Devrimci Dayanışmanın Dinamikleri ve Olanakları Hakkında

Seçim tartışmaları ile birlikte devrimci demokratik hareket cephesindeki genel durum bir kez daha değerlendirmeye muhtaç sorunlar taşıdığını gösterdi. Bu ifademiz “olumsuzluklar dizisiyle devam edecek bir yazı” hissi verebilir; ama bu tam olarak doğru olmaz. Elbette bir dizi olumsuzluk, gerilik ve hatta saçmalık söz konusudur. Bunlarla birlikte olumlu yönelimler, çıkarılabilecek dersler, devrimci görevlere doğru itekleyen nesnel şartlar da söz konusudur. Biz komünistler için temel alınması gerekenler de bunlardır zaten. “İflah olmaz iyimserlik” hali de komünistlerde bunlardan dolayı hasıl olur zaten…

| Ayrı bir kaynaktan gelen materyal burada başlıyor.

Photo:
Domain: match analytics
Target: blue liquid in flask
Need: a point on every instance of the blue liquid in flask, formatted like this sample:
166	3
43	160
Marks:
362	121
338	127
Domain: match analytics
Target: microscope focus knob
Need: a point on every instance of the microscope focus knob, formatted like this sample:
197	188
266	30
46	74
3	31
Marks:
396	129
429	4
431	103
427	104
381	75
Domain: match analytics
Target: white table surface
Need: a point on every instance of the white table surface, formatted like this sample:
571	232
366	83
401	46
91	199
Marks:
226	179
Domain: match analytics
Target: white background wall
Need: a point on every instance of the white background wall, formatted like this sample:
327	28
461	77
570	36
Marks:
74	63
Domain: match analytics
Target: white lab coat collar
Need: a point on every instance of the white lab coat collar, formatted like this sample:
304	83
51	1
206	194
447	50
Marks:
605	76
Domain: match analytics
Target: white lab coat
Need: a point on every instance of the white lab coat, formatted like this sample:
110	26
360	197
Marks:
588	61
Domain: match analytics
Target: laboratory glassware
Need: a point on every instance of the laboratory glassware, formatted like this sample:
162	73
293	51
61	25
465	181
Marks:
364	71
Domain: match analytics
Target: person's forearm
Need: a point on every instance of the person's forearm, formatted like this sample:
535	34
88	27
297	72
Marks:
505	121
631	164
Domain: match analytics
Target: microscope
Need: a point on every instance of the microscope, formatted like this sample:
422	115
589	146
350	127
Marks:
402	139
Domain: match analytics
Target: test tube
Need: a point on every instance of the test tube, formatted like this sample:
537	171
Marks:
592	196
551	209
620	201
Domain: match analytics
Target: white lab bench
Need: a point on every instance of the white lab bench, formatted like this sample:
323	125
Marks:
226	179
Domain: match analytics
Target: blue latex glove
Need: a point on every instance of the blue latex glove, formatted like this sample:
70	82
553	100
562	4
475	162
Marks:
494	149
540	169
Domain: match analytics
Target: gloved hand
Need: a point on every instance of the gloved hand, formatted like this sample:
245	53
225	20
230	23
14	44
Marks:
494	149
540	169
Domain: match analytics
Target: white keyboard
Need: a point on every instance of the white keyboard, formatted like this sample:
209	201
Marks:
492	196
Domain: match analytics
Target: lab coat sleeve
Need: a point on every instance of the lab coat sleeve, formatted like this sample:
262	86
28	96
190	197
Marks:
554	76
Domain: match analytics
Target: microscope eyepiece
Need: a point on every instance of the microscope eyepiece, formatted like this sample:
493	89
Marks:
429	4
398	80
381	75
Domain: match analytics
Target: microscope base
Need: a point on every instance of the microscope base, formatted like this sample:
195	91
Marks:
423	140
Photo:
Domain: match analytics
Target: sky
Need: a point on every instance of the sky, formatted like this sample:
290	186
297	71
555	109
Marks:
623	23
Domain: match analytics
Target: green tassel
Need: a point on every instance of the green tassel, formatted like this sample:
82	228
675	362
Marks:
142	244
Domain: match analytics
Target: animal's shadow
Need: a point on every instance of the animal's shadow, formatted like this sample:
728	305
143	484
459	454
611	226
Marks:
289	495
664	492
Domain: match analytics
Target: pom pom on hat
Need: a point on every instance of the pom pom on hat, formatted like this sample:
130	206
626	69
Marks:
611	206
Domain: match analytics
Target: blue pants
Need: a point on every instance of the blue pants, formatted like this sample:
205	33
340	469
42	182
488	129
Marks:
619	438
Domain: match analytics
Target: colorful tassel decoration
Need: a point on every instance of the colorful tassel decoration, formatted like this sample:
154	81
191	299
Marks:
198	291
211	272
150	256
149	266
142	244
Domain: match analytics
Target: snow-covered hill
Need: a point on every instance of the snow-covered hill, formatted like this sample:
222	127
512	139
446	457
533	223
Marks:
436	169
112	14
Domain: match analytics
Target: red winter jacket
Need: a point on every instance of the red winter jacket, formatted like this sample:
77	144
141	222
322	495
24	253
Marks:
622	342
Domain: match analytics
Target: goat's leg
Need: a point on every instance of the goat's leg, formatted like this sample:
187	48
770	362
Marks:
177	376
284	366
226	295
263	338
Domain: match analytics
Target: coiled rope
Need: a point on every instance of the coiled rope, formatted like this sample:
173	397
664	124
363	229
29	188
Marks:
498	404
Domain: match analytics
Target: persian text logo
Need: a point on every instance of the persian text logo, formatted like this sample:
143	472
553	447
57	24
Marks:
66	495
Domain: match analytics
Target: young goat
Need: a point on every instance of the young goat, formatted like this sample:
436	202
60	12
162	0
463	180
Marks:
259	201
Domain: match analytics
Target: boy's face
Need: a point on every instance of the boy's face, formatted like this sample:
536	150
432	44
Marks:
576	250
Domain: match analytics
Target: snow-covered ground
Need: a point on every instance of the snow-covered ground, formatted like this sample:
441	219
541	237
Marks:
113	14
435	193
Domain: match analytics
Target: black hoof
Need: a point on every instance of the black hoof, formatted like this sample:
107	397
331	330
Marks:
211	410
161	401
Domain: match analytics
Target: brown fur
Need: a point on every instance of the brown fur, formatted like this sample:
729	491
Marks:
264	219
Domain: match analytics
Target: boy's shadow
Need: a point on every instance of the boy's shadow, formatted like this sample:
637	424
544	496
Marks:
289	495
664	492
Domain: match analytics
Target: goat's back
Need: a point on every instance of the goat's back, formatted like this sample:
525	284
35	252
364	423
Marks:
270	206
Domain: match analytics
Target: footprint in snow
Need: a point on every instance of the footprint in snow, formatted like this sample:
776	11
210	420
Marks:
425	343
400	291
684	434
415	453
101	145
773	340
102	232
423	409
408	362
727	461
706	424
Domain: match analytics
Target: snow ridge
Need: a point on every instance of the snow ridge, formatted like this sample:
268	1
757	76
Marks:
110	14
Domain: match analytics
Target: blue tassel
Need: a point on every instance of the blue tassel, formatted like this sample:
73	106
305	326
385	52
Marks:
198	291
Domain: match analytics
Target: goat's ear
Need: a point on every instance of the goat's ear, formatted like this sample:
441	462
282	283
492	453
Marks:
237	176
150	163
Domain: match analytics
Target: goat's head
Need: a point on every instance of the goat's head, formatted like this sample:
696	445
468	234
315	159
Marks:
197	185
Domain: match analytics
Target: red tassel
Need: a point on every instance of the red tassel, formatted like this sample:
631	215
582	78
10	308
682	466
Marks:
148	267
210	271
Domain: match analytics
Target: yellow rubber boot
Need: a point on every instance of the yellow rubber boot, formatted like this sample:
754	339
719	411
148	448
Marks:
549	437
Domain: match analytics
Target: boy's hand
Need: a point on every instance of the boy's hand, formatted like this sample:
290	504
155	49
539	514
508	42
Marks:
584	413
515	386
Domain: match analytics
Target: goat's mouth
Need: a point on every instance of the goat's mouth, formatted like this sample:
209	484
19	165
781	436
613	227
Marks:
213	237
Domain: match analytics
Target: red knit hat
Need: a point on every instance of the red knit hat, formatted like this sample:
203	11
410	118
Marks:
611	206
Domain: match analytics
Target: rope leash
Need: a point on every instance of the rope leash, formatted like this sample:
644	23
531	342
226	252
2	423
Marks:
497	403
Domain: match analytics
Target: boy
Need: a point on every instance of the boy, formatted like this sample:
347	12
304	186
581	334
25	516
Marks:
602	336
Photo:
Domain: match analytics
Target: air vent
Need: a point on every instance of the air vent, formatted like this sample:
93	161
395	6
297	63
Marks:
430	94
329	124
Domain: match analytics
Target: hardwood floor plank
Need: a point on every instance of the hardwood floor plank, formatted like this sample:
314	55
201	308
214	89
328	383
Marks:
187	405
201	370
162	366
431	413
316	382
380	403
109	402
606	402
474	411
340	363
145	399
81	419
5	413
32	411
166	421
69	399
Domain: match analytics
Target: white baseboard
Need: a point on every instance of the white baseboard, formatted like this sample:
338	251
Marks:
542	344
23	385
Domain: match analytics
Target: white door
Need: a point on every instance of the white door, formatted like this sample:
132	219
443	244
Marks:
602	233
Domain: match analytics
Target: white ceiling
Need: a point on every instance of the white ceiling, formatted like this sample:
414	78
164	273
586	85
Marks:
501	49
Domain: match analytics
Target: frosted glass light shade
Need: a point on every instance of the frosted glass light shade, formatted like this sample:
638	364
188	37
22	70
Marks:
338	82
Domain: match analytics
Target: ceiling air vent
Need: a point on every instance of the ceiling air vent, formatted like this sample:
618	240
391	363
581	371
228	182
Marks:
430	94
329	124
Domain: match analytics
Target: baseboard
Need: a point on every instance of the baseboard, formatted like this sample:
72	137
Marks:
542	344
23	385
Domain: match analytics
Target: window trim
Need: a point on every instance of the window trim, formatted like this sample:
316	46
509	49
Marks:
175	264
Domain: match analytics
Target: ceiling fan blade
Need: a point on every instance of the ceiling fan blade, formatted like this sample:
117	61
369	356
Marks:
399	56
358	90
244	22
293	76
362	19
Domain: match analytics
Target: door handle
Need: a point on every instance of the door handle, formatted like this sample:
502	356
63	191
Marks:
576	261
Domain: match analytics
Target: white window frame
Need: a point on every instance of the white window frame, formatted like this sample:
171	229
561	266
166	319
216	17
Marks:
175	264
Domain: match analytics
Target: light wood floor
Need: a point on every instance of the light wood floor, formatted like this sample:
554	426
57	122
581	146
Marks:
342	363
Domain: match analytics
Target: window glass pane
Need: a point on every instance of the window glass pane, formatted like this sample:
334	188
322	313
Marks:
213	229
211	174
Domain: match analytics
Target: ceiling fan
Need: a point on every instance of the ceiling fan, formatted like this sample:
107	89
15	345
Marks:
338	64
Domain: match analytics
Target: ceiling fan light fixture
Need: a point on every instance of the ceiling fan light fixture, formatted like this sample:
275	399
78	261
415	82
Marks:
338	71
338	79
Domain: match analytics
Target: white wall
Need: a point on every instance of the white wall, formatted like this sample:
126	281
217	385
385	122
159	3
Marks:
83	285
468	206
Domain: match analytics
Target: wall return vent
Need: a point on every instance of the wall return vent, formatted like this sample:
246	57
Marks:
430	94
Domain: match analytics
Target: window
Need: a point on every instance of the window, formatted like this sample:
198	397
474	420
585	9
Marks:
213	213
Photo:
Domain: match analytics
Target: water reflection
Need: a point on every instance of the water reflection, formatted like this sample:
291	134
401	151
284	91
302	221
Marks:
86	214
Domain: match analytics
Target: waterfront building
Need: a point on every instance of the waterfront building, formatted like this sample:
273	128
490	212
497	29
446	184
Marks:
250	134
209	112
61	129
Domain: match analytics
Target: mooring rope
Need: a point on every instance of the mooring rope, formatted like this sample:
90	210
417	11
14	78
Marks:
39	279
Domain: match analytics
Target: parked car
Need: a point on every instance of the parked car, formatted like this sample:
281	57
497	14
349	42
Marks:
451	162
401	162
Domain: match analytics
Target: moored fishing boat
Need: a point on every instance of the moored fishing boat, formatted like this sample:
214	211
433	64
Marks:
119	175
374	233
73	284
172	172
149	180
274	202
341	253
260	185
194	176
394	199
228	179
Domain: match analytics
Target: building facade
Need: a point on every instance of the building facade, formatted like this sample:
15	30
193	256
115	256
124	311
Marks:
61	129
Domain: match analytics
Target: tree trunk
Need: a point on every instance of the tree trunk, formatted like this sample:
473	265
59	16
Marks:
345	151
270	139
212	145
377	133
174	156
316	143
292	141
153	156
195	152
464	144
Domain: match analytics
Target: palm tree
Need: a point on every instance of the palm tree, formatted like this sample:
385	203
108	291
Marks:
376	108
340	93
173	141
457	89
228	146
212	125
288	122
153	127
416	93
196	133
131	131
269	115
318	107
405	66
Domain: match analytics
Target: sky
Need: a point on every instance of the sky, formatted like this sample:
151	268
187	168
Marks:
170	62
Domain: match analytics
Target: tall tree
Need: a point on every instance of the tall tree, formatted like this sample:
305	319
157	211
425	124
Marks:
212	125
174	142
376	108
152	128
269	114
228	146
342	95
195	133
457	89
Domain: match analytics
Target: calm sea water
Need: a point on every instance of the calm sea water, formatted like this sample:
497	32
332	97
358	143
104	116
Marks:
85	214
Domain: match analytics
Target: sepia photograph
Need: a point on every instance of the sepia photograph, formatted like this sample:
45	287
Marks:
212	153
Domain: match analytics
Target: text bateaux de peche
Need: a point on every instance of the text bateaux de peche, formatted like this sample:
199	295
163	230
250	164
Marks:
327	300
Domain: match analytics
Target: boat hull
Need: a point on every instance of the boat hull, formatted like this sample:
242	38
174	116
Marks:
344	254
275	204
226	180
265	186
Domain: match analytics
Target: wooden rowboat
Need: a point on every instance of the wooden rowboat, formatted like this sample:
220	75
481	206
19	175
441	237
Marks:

DEVRİMCİ DİNAMİKLERDEN UZAKLIK

Seçim sürecinde çok ciddi bir devrimci-demokrat kesimin egemenlerin minderinde güreş yapmaya her koşulda hazır olduğunu gördük. Geçmiş seçim deneyimlerinin ve özellikle de kayyım atamalarının gösterdiği çok ciddi saldırılara rağmen bırakalım “boykot” seçeneğinin, seçimleri protesto etmenin dahi tartışılmadığı bir süreç yaşadık. Boykot tavrının daha baştan “sekter” ilan edildiği bu dönemde ama herkesin hemfikir olduğu nokta sonuç olarak bu seçimde de ciddi ve kapsamlı hilelerin olacağı, kitlelerin iki kutba bölünmüş gericilik arasında seçime zorlandığı ve devrimci-demokratik propagandanın önemli derecede baskı altında kalacağıydı. Nitekim gelişmeler bunu doğruladı. Bu durumla ilgili DEM Parti’nin varlığı, etkinliği ve olası kazanımları bir ayrıcalık oluşturmaktadır. Bunun da oynanabilir, devşirilebilir, içi boşaltılabilir bir ayrıcalık olduğunu söylememiz gerekir. DEM Parti’nin gücü ve etkinliği hiç şüphesiz dikkate değerdir. Olası kazanımları için de bugünden belli tahminler yapılabilmektedir. Buna rağmen seçim oyununda DEM Parti’nin ister istemez bir egemen sınıf aparatına dönüştüğünü kabul etmek zorundayız. Sadece devlet nizamının sağladığı koşullardan ve dayatmalardan ötürü değil aynı zamanda DEM Parti’nin dayandığı olanak ve yapılardan kaynaklı olarak bu bir gerçekliktir. Burada tek tartışmasız ve “güven verici” nokta DEM Parti’nin Ulusal Hareketin bütününü temsil etmemesi ve hatta onun görece tali bir parçası olmasıdır. Tam da bu nedenle DEM Parti’yle girilen batak bütün hareket için “boğucu” ya da “öldürücü” değerlendirilmeyebilir. DEM Parti’de rastladığımız zaaflar ve ciddi sorunlar bu bakımdan bir bütün Ulusal Hareket hakkındaki en temel fikirlerimizi etkilememelidir. Ulusal Hareketin -kuşkusuz sınırları belli- güvenilir özelliklerinin bu süreçte ciddi bir tahribata uğradığı asla düşünülmemelidir. Böyle olmadığı konusunda net olmalıyız. Bu kısım değerlendirmemizin dışındadır…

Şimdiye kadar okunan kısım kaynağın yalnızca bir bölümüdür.